Si hacia 1965 se hubiera preguntado a un político procedente del régimen pero muy activo en la oposición, como Dionisio Ridruejo, o a un sociólogo que había velado sus primeros armas en el Instituto de Estudios Políticos para acabar sentando cátedra en la universidad de Estados Unidos, como Juan Linz, cual sería el futuro político de España tras la muerte de Franco, muy probablemente habría respondido: como ahora es el presente de Italia. Los españoles votarían más o menos como los italianos, divididos entre una derecha demócrata-cristiana y una izquierda en la que rivalizarían por la hegemonía comunistas y socialistas. De la capacidad de diálogo y entendimiento entre unos y otros dependería, al modo italiano, el futuro español.
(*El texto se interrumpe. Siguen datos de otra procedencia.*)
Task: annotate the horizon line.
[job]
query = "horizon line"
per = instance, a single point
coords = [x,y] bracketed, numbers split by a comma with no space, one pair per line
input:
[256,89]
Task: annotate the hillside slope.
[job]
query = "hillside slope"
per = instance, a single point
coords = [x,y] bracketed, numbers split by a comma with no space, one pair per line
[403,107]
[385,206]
La predicción resultó fallida: el partido que concurrió a las elecciones de 1977 bajo la imposible denominación de Equipo demócrata-cristiano del Estado español sufrió una estrepitosa derrota y los comunistas un doloroso revés, de los que ninguno de ellos logró recuperarse. El lugar que politólogos y sociólogos habían profetizado para la DC y el PCE fue ocupado por dos formaciones políticas emergentes, una recién nacida, la UCD, y otra recién refundada, el PSOE. De las causas de esta configuración de fuerzas políticas de izquierda disponemos hoy de abundantes memorias y estudios; de los motivos de la atomización en pequeños grupos, primero, y de la desaparición de la faz de la tierra, después, de los demócratas cristianos, este Memorial de transiciones se ha erigido, por su propio peso, en un referente imprescindible.
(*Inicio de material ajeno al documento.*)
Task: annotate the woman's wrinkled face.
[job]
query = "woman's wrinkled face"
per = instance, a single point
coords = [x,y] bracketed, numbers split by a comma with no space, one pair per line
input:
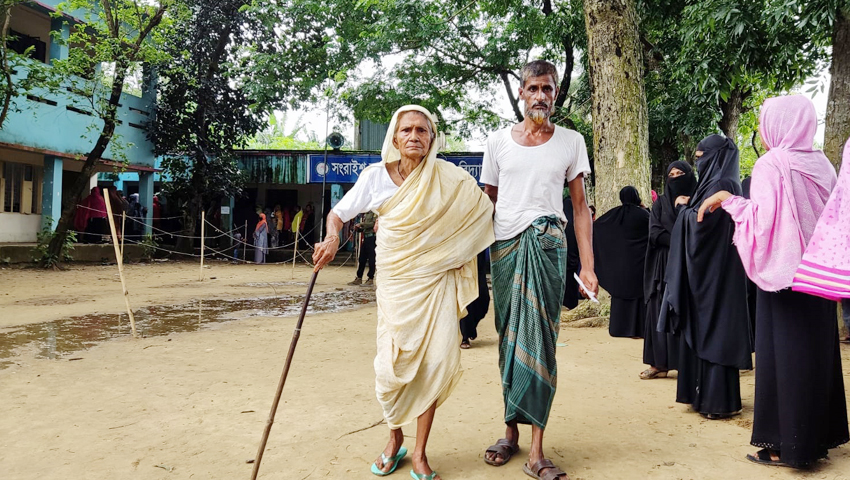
[413,135]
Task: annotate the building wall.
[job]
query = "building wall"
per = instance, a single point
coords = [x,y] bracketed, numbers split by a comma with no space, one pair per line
[61,120]
[19,228]
[32,23]
[51,130]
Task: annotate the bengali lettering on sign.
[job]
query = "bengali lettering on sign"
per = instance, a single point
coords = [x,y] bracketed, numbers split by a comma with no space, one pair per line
[469,163]
[340,168]
[347,168]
Juan Antonio Ortega Díaz-Ambrona ha fabricado, en efecto, con el esmero propio de quien recuerda y la tesonera labor de quien investiga, un híbrido que mezcla en diferentes dosis, según tiempo, lugar y personajes, memoria, autobiografía e historia, tres géneros difíciles de cohonestar cuando se trata de escribir la propia vida, sin que decaiga nunca el ritmo de la narración ni suscite dudas sobre la veracidad de lo narrado: contar el pasado apoyándose en su propia memoria, en las múltiples notas escritas sobre personas, encuentros y sucesos de los que fue protagonista y, cuando se trata de dar cuenta de una determinada situación política, en un trabajo de investigación en fuentes de todo tipo, bibliográficas, hemerográficas y archivísticas. Afortunadamente, el resultado final queda bien lejos de la literatura autojustificatoria, o –si vale la palabra- autohagiográfica que tanto inunda y malbarata las abundantes memorias de los políticos españoles.
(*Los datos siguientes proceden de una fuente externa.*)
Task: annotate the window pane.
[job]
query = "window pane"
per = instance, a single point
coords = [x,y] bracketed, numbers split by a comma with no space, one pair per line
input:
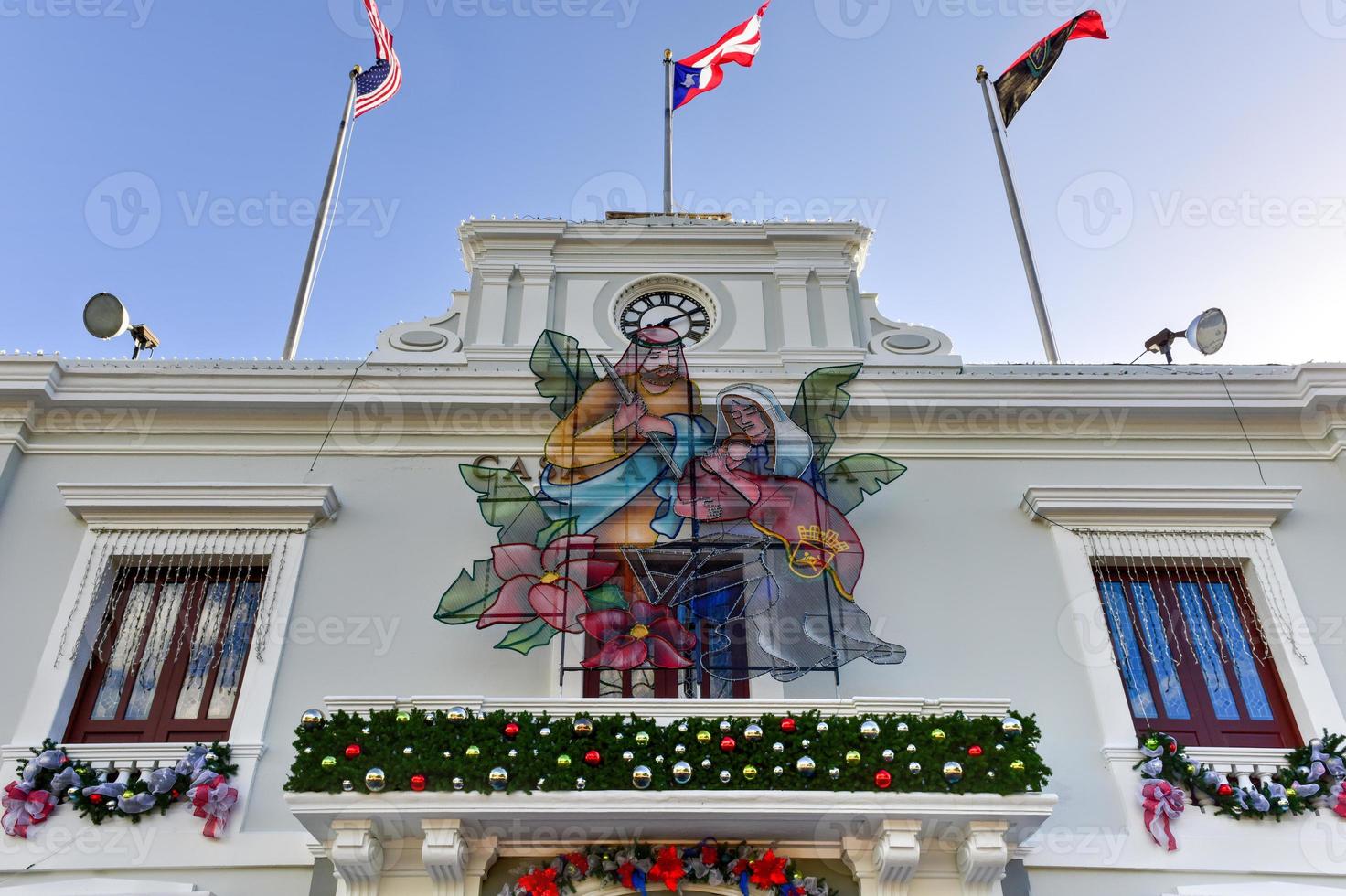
[123,651]
[1128,651]
[1152,628]
[156,651]
[234,650]
[202,651]
[1208,651]
[1245,667]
Y así pasan ante nuestra mirada los años del Madrid de la guerra y la posguerra en una España hambrienta y devastada; la entrada en el inevitable colegio del Pilar, curiosa fragua del grupo generacional llamado a desempeñar un destacado papel político en el futuro; la llegada a la Universidad el mismo año de la primera rebelión estudiantil que provocó una crisis de gobierno saludada, sobre todo desde el exilio, como anuncio de la inminente crisis del régimen. Y a partir de ahí, seminarios, revistas, amistades, salidas a Europa, Ateneo, oposiciones y el casi obligado –por razones de amistad y medio social- desembarco en las filas, las arenas más bien, de la democracia cristiana, donde Joaquín Ruiz Giménez, ministro de Educación cuando la rebelión universitaria, lanzaba desde 1963 los Cuadernos para un diálogo en el que los comunistas serían privilegiados interlocutores.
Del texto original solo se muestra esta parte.